From: | David Rowley <dgrowleyml(at)gmail(dot)com> |
---|---|
To: | Yura Sokolov <y(dot)sokolov(at)postgrespro(dot)ru> |
Cc: | PostgreSQL Developers <pgsql-hackers(at)lists(dot)postgresql(dot)org> |
Subject: | Re: Use simplehash.h instead of dynahash in SMgr |
Date: | 2021-04-25 13:36:21 |
Message-ID: | CAApHDvoDpMifmDM2YcrUc=u9gYFNwjGQww6jXT=giGYK_5EP+A@mail.gmail.com |
Views: | Raw Message | Whole Thread | Download mbox | Resend email |
Thread: | |
Lists: | pgsql-hackers |
On Sun, 25 Apr 2021 at 18:48, Yura Sokolov <y(dot)sokolov(at)postgrespro(dot)ru> wrote:
> If you read comments in SH_START_ITERATE, you'll see:
>
> * Search for the first empty element. As deletions during iterations
> are
> * supported, we want to start/end at an element that cannot be
> affected
> * by elements being shifted.
>
> * Iterate backwards, that allows the current element to be deleted,
> even
> * if there are backward shifts
>
> Therefore, it is safe to delete during iteration, and it doesn't lead
> nor
> require loop restart.
I had only skimmed that with a pre-loaded assumption that it wouldn't
be safe. I didn't do a very good job of reading it as I failed to
notice the lack of guarantees were about deleting items other than the
current one. I didn't consider the option of finding a free bucket
then looping backwards to avoid missing entries that are moved up
during a delete.
With that, I changed the patch to get rid of the SH_TRUNCATE and got
rid of the smgrclose_internal which skips the hash delete. The code
is much more similar to how it was now.
In regards to the hashing stuff.

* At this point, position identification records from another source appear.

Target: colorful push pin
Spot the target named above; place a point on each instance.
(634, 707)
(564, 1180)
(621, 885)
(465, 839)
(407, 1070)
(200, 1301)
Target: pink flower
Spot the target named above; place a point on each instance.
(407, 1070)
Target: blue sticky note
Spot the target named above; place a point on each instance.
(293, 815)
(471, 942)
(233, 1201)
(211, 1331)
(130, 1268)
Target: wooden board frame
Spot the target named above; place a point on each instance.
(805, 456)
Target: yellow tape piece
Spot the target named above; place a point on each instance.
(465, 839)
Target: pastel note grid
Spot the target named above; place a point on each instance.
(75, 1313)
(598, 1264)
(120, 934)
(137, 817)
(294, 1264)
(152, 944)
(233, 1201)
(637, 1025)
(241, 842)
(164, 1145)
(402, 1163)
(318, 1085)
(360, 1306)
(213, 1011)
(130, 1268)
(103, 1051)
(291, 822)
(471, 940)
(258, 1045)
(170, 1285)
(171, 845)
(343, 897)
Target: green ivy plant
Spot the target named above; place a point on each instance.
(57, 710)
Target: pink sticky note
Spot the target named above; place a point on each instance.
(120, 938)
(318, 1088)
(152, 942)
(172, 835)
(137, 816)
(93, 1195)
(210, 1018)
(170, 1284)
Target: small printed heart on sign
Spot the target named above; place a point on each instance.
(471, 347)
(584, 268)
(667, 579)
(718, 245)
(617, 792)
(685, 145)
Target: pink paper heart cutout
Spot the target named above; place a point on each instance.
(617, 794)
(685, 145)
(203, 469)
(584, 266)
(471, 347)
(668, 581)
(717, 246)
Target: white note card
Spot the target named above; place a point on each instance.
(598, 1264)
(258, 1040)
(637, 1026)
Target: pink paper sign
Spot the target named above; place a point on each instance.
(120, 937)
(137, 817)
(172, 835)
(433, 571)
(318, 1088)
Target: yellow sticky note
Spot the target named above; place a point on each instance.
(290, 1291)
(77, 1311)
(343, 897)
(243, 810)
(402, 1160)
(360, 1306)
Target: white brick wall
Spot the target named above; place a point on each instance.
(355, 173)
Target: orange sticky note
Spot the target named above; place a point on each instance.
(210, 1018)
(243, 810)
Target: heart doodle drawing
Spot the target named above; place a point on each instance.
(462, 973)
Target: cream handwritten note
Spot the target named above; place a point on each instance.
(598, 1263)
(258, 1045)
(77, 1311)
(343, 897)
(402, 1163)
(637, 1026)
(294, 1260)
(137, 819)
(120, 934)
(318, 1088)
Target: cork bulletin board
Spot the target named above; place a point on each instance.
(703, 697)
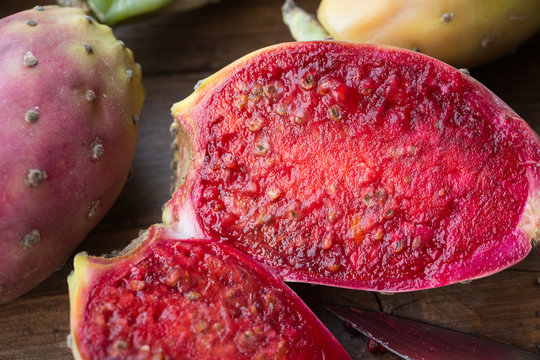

I added a new function to
pg_bitutils.h to rotate left and I'm using that instead of the other
expression that was taken from nodeHash.c
For the hash function, I've done some further benchmarking with:
1) The attached v2 patch
2) The attached + plus use_hash_combine.patch.txt which uses
hash_combine() instead of pg_rotate_left32()ing the hashkey each time.
3) The attached v2 with use_hash_bytes.patch.txt applied.
4) Master
I've also included the hash stats from each version of the hash function.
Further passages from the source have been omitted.